結論テキスト
本願商標は、登録すべきものとする。
Trademark Appeal Case
本データベースは、特許庁の審決例をAIで解析・要約したものです。拒絶理由通知に対する意見書作成や、審判請求書等の作成時の参考としてお役立てください。
| 審判番号 | 不服2015−9697(T2015−9697/J1) |
|---|---|
| 審判種別 | 不服 |
| 結論 | 勝訴(請求認容) |
本願商標は、別掲1のとおりの構成からなり、第5類及び第42類に属する願書記載のとおりの商品及び役務を指定商品及び指定役務として、2014年1月24日にアメリカ合衆国においてした商標登録出願に基づきパリ条約第4条による優先権を主張して、平成26年6月13日に登録出願されたものである。
そして、その指定商品及び指定役務については、原審における同年12月26日付け及び当審における同27年5月26日付けの手続補正書により、最終的に、第5類は削除され、第42類「生物工学及び製薬の研究及び開発に関する助言及び分析,診断並びに薬物療法などの医療の研究に関する助言及び分析,受託による生物工学・製薬及び臨床試験の研究及び開発」に補正されたものである。
原査定において、本願商標が商標法第4条第1項第11号に該当するとして本願の拒絶の理由に引用した国際登録第1158307号商標(以下「引用商標」という。)は、別掲2のとおりの構成からなり、2012年9月14日にEuropean Unionにおいてした商標登録出願に基づいてパリ条約第4条による優先権を主張し、2013年(平成25年)3月14日に国際商標登録出願、第16類、第35類、第38類、第41類及び第42類に属する国際登録に基づく商標権に係る商標登録原簿に記載のとおりの商品及び役務を指定商品及び指定役務として、平成26年10月17日に設定登録され、現に有効に存続しているものである。

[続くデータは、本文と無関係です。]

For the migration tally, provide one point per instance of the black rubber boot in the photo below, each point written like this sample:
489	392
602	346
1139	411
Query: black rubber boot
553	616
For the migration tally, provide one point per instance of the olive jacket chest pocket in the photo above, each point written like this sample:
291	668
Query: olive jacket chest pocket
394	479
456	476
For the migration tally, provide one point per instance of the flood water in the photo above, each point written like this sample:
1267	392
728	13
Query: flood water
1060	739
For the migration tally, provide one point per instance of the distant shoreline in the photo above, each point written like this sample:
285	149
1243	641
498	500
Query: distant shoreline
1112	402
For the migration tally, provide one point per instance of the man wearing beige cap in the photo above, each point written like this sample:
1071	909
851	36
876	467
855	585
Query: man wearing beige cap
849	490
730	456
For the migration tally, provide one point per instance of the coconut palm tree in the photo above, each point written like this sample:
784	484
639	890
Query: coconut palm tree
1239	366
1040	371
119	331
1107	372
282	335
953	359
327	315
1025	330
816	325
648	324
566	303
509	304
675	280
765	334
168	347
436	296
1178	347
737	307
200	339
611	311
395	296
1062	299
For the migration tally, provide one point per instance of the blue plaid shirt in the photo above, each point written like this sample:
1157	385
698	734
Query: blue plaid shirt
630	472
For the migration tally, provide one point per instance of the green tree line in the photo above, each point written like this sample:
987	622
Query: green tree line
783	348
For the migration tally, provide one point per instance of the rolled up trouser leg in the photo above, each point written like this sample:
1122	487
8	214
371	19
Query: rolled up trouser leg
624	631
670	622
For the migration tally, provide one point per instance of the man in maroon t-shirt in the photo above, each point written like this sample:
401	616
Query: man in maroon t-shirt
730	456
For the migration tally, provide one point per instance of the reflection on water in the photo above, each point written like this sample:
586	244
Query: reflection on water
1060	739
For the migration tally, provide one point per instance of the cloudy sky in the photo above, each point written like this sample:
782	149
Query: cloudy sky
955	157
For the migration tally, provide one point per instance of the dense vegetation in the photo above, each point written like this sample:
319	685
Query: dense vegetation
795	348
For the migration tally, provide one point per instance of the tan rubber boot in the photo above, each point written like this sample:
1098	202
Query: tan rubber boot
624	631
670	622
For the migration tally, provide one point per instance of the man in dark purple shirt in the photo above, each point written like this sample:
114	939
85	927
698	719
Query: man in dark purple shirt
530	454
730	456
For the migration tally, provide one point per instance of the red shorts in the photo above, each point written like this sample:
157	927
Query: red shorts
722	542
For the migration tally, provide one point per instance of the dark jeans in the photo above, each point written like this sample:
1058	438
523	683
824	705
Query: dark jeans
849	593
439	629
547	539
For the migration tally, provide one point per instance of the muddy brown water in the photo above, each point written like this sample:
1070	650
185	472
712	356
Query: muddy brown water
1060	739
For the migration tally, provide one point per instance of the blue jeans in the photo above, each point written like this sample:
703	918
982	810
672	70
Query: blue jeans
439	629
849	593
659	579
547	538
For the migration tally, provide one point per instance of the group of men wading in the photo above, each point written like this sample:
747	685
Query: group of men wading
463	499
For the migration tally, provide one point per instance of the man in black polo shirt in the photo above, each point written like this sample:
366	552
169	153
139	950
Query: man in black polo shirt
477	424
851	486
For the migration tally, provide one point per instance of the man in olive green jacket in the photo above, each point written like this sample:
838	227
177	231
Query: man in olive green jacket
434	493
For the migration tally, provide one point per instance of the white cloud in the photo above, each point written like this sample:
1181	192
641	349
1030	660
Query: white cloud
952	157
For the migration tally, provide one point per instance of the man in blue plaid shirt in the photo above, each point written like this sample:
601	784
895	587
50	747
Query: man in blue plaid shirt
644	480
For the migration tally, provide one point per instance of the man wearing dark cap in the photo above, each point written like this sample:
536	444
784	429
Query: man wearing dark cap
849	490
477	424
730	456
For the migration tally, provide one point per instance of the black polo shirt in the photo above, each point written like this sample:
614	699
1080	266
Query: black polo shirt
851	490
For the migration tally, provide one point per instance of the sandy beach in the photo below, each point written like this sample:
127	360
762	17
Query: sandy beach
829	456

原査定は、「本願商標は、引用商標と『フォーラム』の称呼及び『集会所』又は『公開討論会』の観念を同一にする類似の商標であって、同一又は類似の役務について使用をするものであるから、商標法第4条第1項第11号に該当する。」旨認定、判断し、本願を拒絶したものである。
引用商標は、別掲2のとおり、図形と、「The Consumer Goods」と「FORUM」の欧文字を二段に書した右側の文字部分(以下「引用商標の右側の文字部分」という。)及び「The Global Network Serving Shopper & Consumer Needs」の欧文字を書した下段の文字部分からなるものである。
そして、引用商標の右側の文字部分は、上段と下段の文字の大きさは異なるものの、外観上まとまりよく表されており、これから生じる「ザコンシューマーグッズフォーラム」の称呼もよどみなく一連に称呼し得るものである。
また、引用商標の右側の文字部分の構成中、「The Consumer Goods」の文字は、「消費者向け商品」を意味する英語と認められ、「FORUM」の文字は、「フォーラム、公開討論会」等の意味を有する親しまれた英語であって、「○○ FORUM」のように既成の語の末尾に配され、「○○に関するフォーラム」というような意味合いを表すものとして広く一般に用いられているものであるから、該文字部分全体として「消費者向け商品に関するフォーラム」程の意味合いを理解させるものとみるのが相当である。
そうすると、引用商標の右側の文字部分は、上記構成、称呼及び意味合いにおいては、これに接する取引者、需要者が「FORUM」の文字に着目し、当該文字から生じる称呼及び観念のみをもって取引に資するというよりは、その構成全体をもって一体不可分のものと認識し、把握するとみるのが自然であり、他に、「FORUM」の文字部分のみが独立して認識されるとみるべき特段の事情も見いだせない。
したがって、引用商標の構成中「FORUM」の文字部分を分離、抽出し、その上で「フォーラム」の称呼及び「集会所」又は「公開討論会」の観念を生じるとし、これを前提に、本願商標と引用商標が称呼及び観念を同一にする類似の商標として、本願商標を商標法第4条第第1項第11号に該当するとした原査定は、妥当ではなく、取消しを免れない。
その他、本願について拒絶の理由を発見しない。
よって、結論のとおり審決する。